IIRC, this is mentioned in MIT's 2003 report "The Future of Nuclear Energy"
http://web.mit.edu/nuclearpower/which is one of the reasons they emphasize LWR's.
I don't have time to look it up there,
but it's mentioned in the wikipedia entry for IFR:
http://en.wikipedia.org/wiki/Integral_Fast_ReactorKey disadvantages
- Because the current cost of reactor-grade enriched uranium is relatively low compared to the expected cost of large-scale pyroprocessing and electrorefining equipment and the cost of building a secondary coolant loop, the higher fuel costs of a thermal reactor over the expected operating lifetime of the plant are offset by the increased capital cost of an IFR. (Currently in the United States, utilities pay a flat rate of 1/10 of a cent per kilowatt hour for disposal of high level radioactive waste. If this charge were based on the longevity of the waste, then the IFR might become more financially competitive.)
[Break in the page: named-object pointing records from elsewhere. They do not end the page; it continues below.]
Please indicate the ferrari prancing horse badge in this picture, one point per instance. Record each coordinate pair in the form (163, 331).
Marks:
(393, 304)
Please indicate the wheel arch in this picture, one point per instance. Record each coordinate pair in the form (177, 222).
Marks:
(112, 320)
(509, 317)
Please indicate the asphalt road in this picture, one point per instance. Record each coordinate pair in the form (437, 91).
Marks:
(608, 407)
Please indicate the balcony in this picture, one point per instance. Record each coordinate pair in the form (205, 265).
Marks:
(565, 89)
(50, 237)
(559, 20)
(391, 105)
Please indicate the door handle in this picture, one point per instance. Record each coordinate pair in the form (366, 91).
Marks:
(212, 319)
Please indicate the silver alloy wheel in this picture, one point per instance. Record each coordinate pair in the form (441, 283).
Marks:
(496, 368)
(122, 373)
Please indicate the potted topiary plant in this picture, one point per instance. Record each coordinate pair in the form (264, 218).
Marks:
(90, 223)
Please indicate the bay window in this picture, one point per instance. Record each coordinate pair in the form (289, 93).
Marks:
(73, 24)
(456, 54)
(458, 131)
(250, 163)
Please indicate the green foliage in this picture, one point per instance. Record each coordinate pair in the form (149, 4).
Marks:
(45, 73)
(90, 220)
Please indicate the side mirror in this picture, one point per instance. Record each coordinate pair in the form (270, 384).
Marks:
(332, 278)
- Reprocessing nuclear fuel using pyroprocessing and electrorefining has not yet been demonstrated on a commercial scale. As such, investing in a large IFR plant is considered a higher financial risk than a conventional light water reactor.
- The flammability of sodium. Sodium burns easily in air, and will ignite spontaneously on contact with water. The use of an intermediate coolant loop between the reactor and the turbines minimizes the risk of a sodium fire in the reactor core.
- Under neutron bombardment, sodium-24 is produced. This is highly radioactive, emitting an energetic gamma ray of 2.7 MeV followed by a beta decay to form magnesium-24. Half life is only 15 hours, so this isotope is not a long-term hazard - indeed it has medical applications. Nevertheless, the presence of sodium-24 further necessitates the use of the intermediate coolant loop between the reactor and the turbines.